Nicotinic agonists may prove to be beneficial in the prevention of AKI. However, it has yet to be determined if the protective effects of nicotine are species-specific. GTS-21 is an agent that selectively stimulates the α7nAChR. It has been shown to reduce the infiltration of leucocytes into the kidney [32]. In animal models, GTS-21 has been found to attenuate renal injury in both IR and sepsis-induced AKI. Due to its selective α7nAChR agonist effects, it may have greater potential as a therapeutic agent for the prevention of AKI. Phase 1 studies have commenced.
Exposure to a modified ultrasound regime has been found to attenuate kidney injury in mice that were subject to IR injury. It is postulated to mediate this effect through its actions on the splenic cholinergic anti-inflammatory pathways , particularly via the α7nAChR [33]. At present, data is limited and is insufficient to propose ultrasound as a prophylactic strategy against AKI.

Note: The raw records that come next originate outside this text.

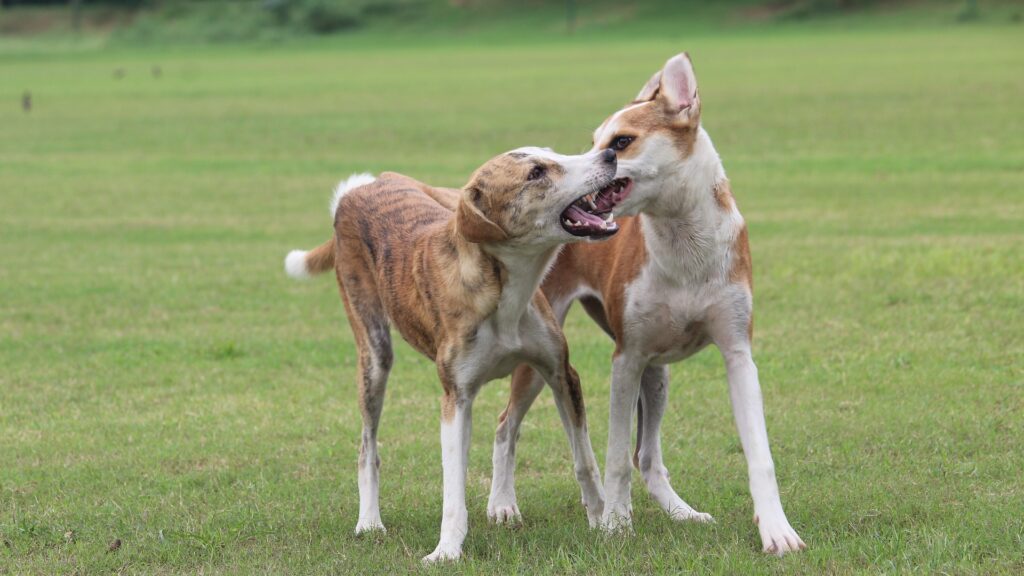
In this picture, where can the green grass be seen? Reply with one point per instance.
(163, 383)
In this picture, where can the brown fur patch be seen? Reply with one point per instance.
(742, 270)
(654, 118)
(723, 196)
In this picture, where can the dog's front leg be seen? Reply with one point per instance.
(457, 424)
(565, 386)
(626, 371)
(744, 391)
(653, 399)
(502, 505)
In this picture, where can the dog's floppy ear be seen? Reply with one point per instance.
(649, 89)
(473, 225)
(679, 86)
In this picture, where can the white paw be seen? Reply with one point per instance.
(777, 537)
(504, 515)
(365, 526)
(689, 515)
(442, 553)
(617, 523)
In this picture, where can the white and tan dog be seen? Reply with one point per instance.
(457, 273)
(675, 279)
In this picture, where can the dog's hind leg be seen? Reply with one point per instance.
(373, 340)
(647, 458)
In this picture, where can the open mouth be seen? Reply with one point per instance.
(590, 214)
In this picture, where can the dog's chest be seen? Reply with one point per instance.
(668, 320)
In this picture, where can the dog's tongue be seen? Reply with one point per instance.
(578, 214)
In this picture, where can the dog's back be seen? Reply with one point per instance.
(383, 230)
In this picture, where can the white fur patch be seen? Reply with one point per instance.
(295, 264)
(344, 187)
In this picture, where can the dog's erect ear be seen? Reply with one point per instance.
(474, 227)
(649, 89)
(679, 85)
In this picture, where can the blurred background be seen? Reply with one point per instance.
(171, 403)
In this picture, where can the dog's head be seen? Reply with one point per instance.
(655, 133)
(534, 196)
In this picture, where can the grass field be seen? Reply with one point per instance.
(162, 382)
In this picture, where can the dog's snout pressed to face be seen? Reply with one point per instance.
(536, 195)
(608, 156)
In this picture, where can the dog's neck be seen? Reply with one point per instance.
(517, 271)
(526, 270)
(687, 230)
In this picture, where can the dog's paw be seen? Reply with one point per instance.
(777, 537)
(504, 515)
(442, 553)
(689, 515)
(620, 523)
(367, 526)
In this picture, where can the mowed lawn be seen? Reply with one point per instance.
(163, 383)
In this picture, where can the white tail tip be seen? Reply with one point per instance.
(295, 264)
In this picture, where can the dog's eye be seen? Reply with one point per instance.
(621, 142)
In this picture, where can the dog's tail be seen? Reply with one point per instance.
(301, 263)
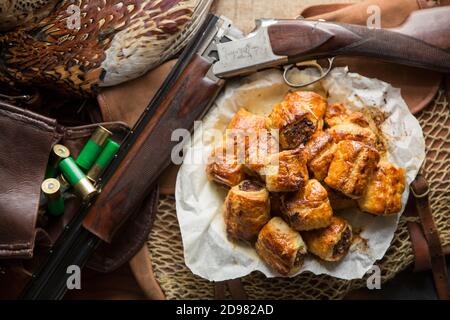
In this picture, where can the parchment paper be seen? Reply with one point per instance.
(208, 252)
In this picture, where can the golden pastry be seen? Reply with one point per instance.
(353, 163)
(258, 150)
(319, 151)
(297, 117)
(351, 131)
(281, 247)
(286, 171)
(331, 243)
(224, 169)
(383, 194)
(308, 208)
(246, 210)
(251, 139)
(339, 201)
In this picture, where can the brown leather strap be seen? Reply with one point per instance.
(425, 4)
(420, 190)
(419, 243)
(235, 288)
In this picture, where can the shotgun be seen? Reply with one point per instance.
(220, 51)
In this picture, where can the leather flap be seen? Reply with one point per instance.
(25, 142)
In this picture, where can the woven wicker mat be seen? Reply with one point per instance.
(178, 282)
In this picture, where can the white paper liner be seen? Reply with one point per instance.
(208, 252)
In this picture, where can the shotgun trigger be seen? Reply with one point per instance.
(311, 64)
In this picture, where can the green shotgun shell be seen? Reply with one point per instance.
(55, 201)
(103, 160)
(65, 185)
(76, 177)
(92, 148)
(59, 152)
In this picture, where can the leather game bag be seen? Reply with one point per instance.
(26, 234)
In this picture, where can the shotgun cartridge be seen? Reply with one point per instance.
(76, 177)
(92, 148)
(55, 201)
(59, 152)
(103, 160)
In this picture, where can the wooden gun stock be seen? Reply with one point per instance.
(184, 98)
(301, 40)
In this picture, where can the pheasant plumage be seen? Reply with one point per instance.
(84, 44)
(18, 12)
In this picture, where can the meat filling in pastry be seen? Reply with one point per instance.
(281, 247)
(319, 152)
(383, 194)
(351, 131)
(297, 117)
(331, 243)
(246, 210)
(308, 208)
(286, 171)
(353, 164)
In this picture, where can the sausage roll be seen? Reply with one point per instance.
(351, 131)
(297, 118)
(259, 147)
(337, 114)
(250, 137)
(319, 151)
(246, 210)
(339, 201)
(353, 164)
(383, 194)
(286, 171)
(331, 243)
(308, 208)
(224, 169)
(281, 247)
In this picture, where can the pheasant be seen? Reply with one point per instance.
(81, 45)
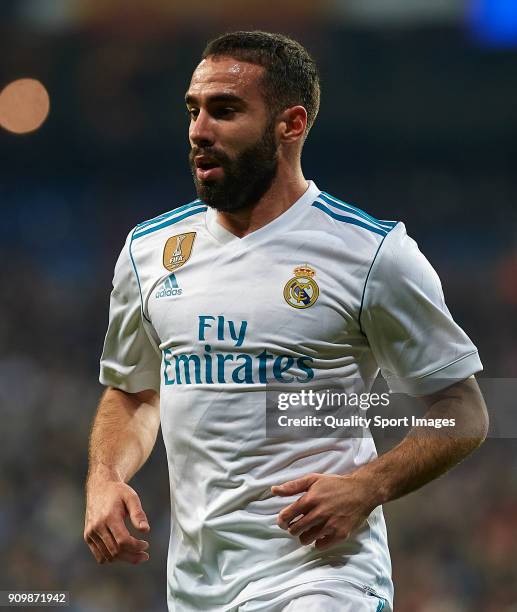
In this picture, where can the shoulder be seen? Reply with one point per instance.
(186, 213)
(350, 223)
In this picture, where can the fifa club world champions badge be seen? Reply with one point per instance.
(177, 250)
(302, 291)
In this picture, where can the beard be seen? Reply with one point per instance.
(245, 179)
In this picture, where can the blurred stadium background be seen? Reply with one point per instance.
(418, 122)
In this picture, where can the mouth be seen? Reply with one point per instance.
(207, 168)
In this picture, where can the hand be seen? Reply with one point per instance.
(329, 510)
(107, 506)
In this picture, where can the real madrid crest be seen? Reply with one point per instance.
(302, 291)
(177, 250)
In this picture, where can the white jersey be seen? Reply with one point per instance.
(209, 319)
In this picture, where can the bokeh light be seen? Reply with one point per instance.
(24, 106)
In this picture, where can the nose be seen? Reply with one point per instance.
(201, 131)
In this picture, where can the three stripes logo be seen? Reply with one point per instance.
(169, 287)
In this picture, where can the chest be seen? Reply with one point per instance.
(284, 295)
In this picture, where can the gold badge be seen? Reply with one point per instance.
(177, 250)
(302, 291)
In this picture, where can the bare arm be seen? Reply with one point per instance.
(426, 453)
(332, 505)
(123, 435)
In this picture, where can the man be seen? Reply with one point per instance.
(267, 280)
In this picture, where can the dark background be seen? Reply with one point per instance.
(418, 122)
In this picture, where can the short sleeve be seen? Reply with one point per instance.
(418, 346)
(130, 358)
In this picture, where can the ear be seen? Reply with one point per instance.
(292, 124)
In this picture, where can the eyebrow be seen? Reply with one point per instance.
(189, 99)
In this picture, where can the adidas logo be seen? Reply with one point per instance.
(169, 287)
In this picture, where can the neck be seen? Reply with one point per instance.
(286, 189)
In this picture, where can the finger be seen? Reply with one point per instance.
(134, 558)
(311, 535)
(136, 512)
(95, 551)
(125, 541)
(300, 507)
(294, 486)
(108, 540)
(98, 550)
(305, 523)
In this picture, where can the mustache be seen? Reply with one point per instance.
(215, 154)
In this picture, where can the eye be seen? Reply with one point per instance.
(224, 112)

5.2 Endothelin Receptor Antagonists
The kidney is extremely sensitive to endothelin and has abundant endothelin receptors. Endothelin plays an integral role in regulating kidney function through its ability to control global and local renal blood flow. During AKI, there is an imbalance between endothelin and nitric oxide, a potent vasodilator. The effect of endothelin dominates and plays an important role in mediating kidney injury. Through the endothelin A receptor (ETA), endothelin mediates vasoconstriction of vascular smooth muscle. Through the endothelin B receptor (ETB), it causes vasodilation. While blockade of ETA receptors has been shown to improve renal blood flow, ETB receptor inhibition has been associated with renal vasoconstriction [34, 35].

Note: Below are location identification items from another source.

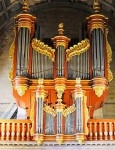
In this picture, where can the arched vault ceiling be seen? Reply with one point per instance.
(9, 8)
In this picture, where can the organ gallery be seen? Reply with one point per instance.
(59, 86)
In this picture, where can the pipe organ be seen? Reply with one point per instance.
(60, 87)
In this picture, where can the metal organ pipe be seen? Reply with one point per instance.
(79, 116)
(97, 52)
(23, 51)
(60, 60)
(39, 115)
(42, 66)
(78, 66)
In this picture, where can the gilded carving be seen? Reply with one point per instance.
(43, 49)
(86, 113)
(49, 110)
(59, 138)
(99, 89)
(24, 24)
(69, 110)
(11, 53)
(39, 138)
(77, 49)
(97, 25)
(109, 58)
(32, 116)
(21, 89)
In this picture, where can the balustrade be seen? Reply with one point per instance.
(19, 130)
(15, 130)
(101, 129)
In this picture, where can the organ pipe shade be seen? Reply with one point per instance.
(23, 51)
(78, 66)
(97, 46)
(59, 122)
(49, 129)
(60, 60)
(39, 115)
(42, 66)
(79, 115)
(69, 124)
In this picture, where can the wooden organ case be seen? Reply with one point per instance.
(60, 87)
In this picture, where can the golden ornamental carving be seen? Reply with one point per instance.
(86, 113)
(40, 92)
(49, 110)
(21, 89)
(39, 138)
(11, 54)
(40, 47)
(99, 89)
(60, 89)
(59, 138)
(109, 58)
(32, 116)
(80, 137)
(69, 110)
(97, 25)
(24, 24)
(77, 49)
(96, 6)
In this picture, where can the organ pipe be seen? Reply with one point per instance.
(40, 95)
(23, 51)
(78, 66)
(97, 25)
(97, 52)
(42, 66)
(81, 112)
(60, 43)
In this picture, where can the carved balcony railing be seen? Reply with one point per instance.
(19, 130)
(15, 130)
(101, 129)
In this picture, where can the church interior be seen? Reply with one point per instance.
(57, 64)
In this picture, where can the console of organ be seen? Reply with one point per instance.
(60, 96)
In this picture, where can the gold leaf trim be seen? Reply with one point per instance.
(43, 49)
(11, 54)
(32, 116)
(77, 49)
(49, 110)
(109, 58)
(69, 110)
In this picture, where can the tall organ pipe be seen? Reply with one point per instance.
(39, 115)
(42, 66)
(97, 52)
(78, 66)
(79, 115)
(60, 60)
(23, 51)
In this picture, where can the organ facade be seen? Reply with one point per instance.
(60, 87)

The administration of non-selective ET receptor antagonists (such as tezosentan and bosentan) before or after IR injury has been shown to protect and optimize kidney function [36, 37]. They have also been found to protect the kidney from renal damage induced by cisplatin and from cardiopulmonary bypass [38, 39]. Although endothelin has been implicated in the progression of AKI to CKD, selective blockade of the ETA receptor did little to prevent the progression of renal injury in mice exposed to unilateral IR injury [92]. Phase 1 and 2 trials looking at the effects of ETA receptor antagonists in chronic kidney disease are underway. Based on experimental studies, the ETA receptor seems to be a likely target for the prevention and early treatment of AKI.
5.3 Toll-Like Receptor 2 Antagonists
Toll-like receptors (TLRs) are a family of transmembrane receptors that play a pivotal role in initiating innate immune responses. TLR2 is widely expressed in the kidney and has been implicated in the pathogenesis of AKI. It has been shown to initiate inflammatory responses after kidney injury and is upregulated in renal tubular cells in IR-induced AKI [40, 41]. Blockade of the TLR2 signalling has been shown to reduce neutrophil infiltration and renal damage in an experimental model of IR injury of the kidney [42]. In murine models, the administration of a mouse anti-TLR2 antibody protected transplanted kidneys from IR injury [43].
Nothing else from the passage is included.